Evaluation and Experiments

We compared the performance of ZAP-AS and ZAP-HPO against previous AutoDL challenge winners, including Baselines (DeepWisdom, DeepBlueAI, PASA-NJU), Random Selection (taken from 525 pipelines), Single-best (best pipeline averaged across the datasets), and the Oracle (best pipeline per dataset). We evaluated two benchmarks, the AutoDL benchmark and our ZAP benchmark based on the ZAP meta dataset. For the AutoDL benchmark, we meta-trained the candidates on the entire meta-dataset and uploaded them to the official platform for evaluation. We reported results from the performance of the five undisclosed final datasets from different domains. For the ZAP Benchmark, we used the Leave-One-Core-Dataset-Out protocol, meta-training the methods on 34 of the 35 datasets, testing on the held-out dataset, and repeating 35 times while averaging the results. We reported the evaluation results on each benchmark averaged over ten repetitions.

Results 

On the AutoDL benchmark, ZAP-HPO outperformed the winner baselines, single-best, and random baselines. On the other hand, when generalizing to out-of-distribution data, the more conservative ZAP-AS method performed slightly better than ZAP-HPO.

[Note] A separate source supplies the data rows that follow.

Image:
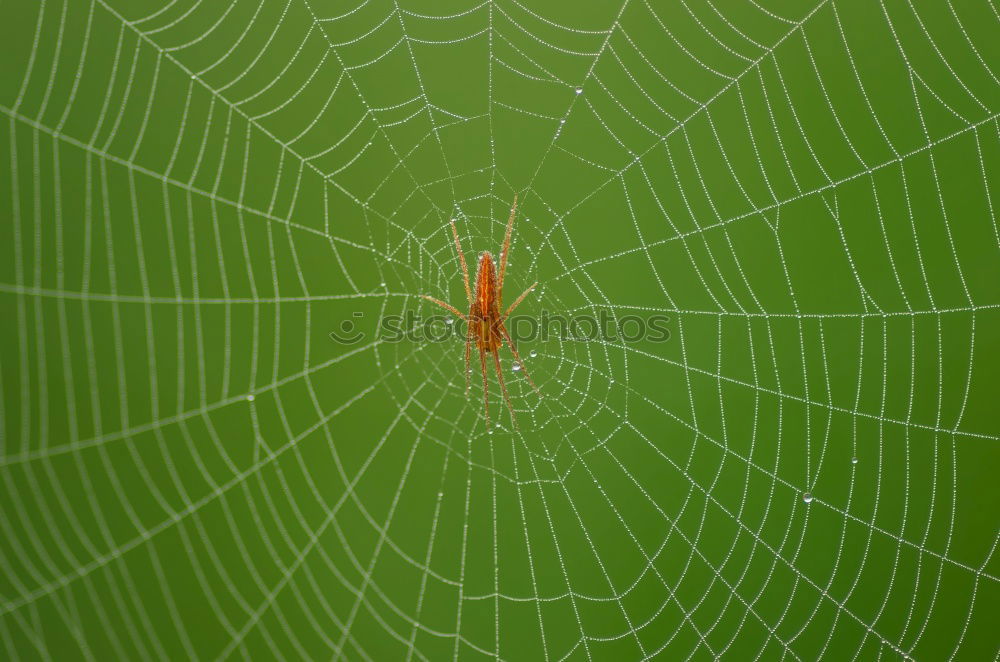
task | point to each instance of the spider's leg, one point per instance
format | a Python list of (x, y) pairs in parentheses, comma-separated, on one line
[(506, 246), (486, 390), (468, 351), (503, 387), (517, 357), (519, 300), (445, 306), (461, 259)]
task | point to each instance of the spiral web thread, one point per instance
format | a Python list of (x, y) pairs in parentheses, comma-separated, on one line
[(199, 192)]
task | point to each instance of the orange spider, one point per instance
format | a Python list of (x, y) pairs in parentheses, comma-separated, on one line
[(484, 320)]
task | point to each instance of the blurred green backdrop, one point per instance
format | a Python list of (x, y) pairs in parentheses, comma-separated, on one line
[(196, 193)]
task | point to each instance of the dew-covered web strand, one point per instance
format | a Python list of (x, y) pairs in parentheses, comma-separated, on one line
[(566, 407)]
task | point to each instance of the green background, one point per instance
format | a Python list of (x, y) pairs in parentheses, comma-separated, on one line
[(195, 193)]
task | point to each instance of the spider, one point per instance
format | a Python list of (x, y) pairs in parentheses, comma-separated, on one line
[(485, 323)]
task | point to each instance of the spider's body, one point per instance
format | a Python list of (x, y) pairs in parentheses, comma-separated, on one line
[(486, 323), (484, 313)]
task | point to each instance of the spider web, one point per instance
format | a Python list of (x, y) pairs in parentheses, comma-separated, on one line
[(198, 193)]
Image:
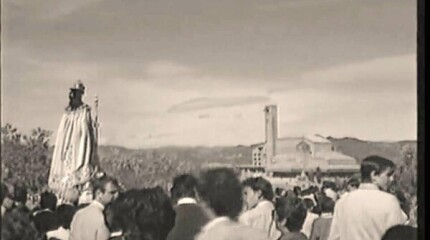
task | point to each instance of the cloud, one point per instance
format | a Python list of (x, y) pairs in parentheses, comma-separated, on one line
[(207, 103), (158, 69), (203, 116), (388, 74)]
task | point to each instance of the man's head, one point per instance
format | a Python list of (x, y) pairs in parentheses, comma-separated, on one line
[(290, 213), (48, 200), (297, 191), (105, 189), (183, 186), (71, 195), (352, 184), (20, 195), (327, 204), (221, 190), (377, 170), (255, 190)]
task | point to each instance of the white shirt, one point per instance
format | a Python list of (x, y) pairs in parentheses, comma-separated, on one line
[(186, 200), (365, 213), (307, 225), (60, 233)]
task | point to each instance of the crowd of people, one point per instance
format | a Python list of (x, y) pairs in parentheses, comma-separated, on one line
[(215, 205)]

ZAP-HPO approach vs. prior AutoDL winners on the AutoDL benchmark.

Disclaimer: Unlike the winner baselines, we did not use the challenge feedback datasets to optimize the base model and zero-shot model hyperparameters for the final submission but used (only) the ones from the ZAP benchmark. Due to a difference in distributions between these benchmarks (ZAP vs. AutoDL), it could not be taken for granted that our method generalizes to the AutoDL competition datasets. Still, it performed best on the test server.

Ranking ZAP-HPO on the ZAP benchmark

On the ZAP benchmark, the algorithm-selection-based ZAP-AS outperformed the competition winners, but the geometry-aware ranking-based model, ZAP-HPO, performed even better. Even when using a different metric, normalized Area under the curve (Normalized AUC), ZAP-HPO was better than the AutoDL winners, with performance close to the (hypothetical best) Oracle performance.

ALC scores of the ZAP approach vs. AutoDL winner baselines

Closing

In conclusion, ZAP expands the scope of AutoML to address the challenge of finetuning pre-trained deep learning models on new image classification datasets. By releasing our metadata dataset, which includes evaluations of 275,000 pipelines assessed on 35 popular image datasets, we have established a foundation for further research in this area, and we hope that other researchers will find it useful. We are working on expanding our framework to include additional models and datasets, and we are also exploring how this approach can extend to other domains. We hope that our work will pave the way for more effective and efficient finetuning of deep learning models, ultimately leading to improved performance across various applications. You can read all the details in our full ICML 2022 paper.

Our additional algorithm selection methods:

  • Quick-Tune: related to ZAP, Quick-Tune also proposes an efficient method to select an appropriate model and its finetuning hyperparameters but through a meta-learned multi-fidelity performance predictor. In contrast to ZAP, Quick-Tune uses also the training learning curves to arrive at a sophisticated performance predictor. We empirically show that our resulting approach can quickly select a high-performing pretrained model out of a model hub consisting of 24 deep learning models for a new dataset together with its optimal hyperparameters.